久しぶりに踏むしっかりと硬いアスファルトの感触に、なんだか不思議な気持ちになる。デジタルワールドだと一時期山や砂漠ばかりを彷徨い歩いていたことが夢みたいだ。夢だけどー!夢じゃなかったー!
「あれが光が丘団地!」
「ああ」
近くに見える巨大な建造物、団地の建物を見てコロモンが歓声を上げた。
デジタルワールドではこんな都会の風景はほとんど見かけなかったし、大きな建物だらけの景色はデジモン達には物珍しく映るらしい。バスの中でもぬいぐるみのフリをしていたが、内心外の景色を見たくて仕方なかったのだろう。
インプモンも一度人間界に来た時の深緑の田舎の風景を見たきりなので、灰色のコンクリートジャングルにそわそわキョロキョロしている。なるほど可愛い所もあるじゃねーの。
「ごめんな自然の風景しか見せてあげられなくて!でも田舎には何もないがあるから!」
「急になに田舎disってんだ?」
「すごーい!空、あんな大きなお城に住んでたの?」
「お城じゃないわよ。中は細かく区切られていて、とっても沢山の人が住んでるの」
「空も光が丘に住んでたの?」
「うん」
集合住宅の概念が分からないピョコモンは嬉しそうに疑問を飛ばす。他のデジモン達もみんなワクワクが抑えられない様子が微笑ましい。
そのまま会話の流れは思い出話に移っていく。
「俺と空はおんなじクラスだったんだよな!」
「そう」
「第三小学校、一年二組!」
「俺は第四小学校だった」
「じゃ、じゃあ先生を騙すために嘘ついてたんじゃなかったのかぁ」
「光が丘に住んでいたのは本当だよ」
「うん、僕もちょっぴり覚えてる!」
久々の光が丘の空気に触れ、それぞれ光が丘に住んでいた頃の昔話に花を咲かせはじめた。

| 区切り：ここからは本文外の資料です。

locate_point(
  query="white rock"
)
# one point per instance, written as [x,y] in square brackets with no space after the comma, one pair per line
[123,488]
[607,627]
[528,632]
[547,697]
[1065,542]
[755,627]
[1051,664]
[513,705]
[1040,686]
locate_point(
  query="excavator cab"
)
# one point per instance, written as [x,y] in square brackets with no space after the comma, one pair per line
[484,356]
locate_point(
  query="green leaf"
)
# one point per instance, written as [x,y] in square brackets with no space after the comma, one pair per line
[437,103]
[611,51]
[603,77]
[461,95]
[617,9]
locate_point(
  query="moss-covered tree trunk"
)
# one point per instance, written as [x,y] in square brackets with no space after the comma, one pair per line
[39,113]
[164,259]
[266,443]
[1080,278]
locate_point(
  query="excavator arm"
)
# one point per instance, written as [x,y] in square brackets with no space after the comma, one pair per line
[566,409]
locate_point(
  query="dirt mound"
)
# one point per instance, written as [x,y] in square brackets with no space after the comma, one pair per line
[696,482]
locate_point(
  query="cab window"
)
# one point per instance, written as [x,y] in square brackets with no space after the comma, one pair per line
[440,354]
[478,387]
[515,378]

その中でも丈はまだ疑っていたのか石田兄弟を見る。
「僕は第五小学校だった」
「あたしも幼稚園の頃に」
「え?」
「僕もですよ」
「ええ?」
「ほんの少しの間でしたけど」
言い出した太一や空、ヤマト達が光が丘にいたのだと思っていたが、丈、ミミ、光子郎と次々に自分たちも光が丘住みだったことを口にしていく。
あれ、これまさか全員なんじゃ……?と、ここにいる全員もそんな考えが頭によぎったらしい。
ちろ、とこちらに視線を送られる。
「……じゃ、まさか?」
「……う、うん、実は私も以前住んでたことがあるよーなないよーな!」
「そうだったの!?」
荷が重い大トリの発言となったが、何を隠そう灯緒も一時期この辺りに暮らしていた時がある。

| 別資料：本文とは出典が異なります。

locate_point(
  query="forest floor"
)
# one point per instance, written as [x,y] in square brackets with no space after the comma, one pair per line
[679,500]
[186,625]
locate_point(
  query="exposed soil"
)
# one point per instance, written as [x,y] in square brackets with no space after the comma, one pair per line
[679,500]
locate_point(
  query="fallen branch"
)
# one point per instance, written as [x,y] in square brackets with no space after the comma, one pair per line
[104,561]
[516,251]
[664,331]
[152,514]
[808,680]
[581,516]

別に隠していたわけでもないが、聞かれることもなかったので言うことも特に無かっただけである。──あまり大々的に言うことを憚られることではあるのだが。
「訳あって今の田舎に引っ越したんだけど、その前には偶然ね」
「本当に偶然だな!じゃあ、全員が光が丘に住んでたってことか」
「ただの偶然とは思えないですね」
全員が光が丘出身だと判明したところで、近くにあるコンビニの前に差し掛かるとまたそこで思い出話になった。勿論モノクロモンのようなデジモンの姿など当然ない。ずらりと陳列された商品がガラス越しに見え、ここでも懐かしさがこみ上げる。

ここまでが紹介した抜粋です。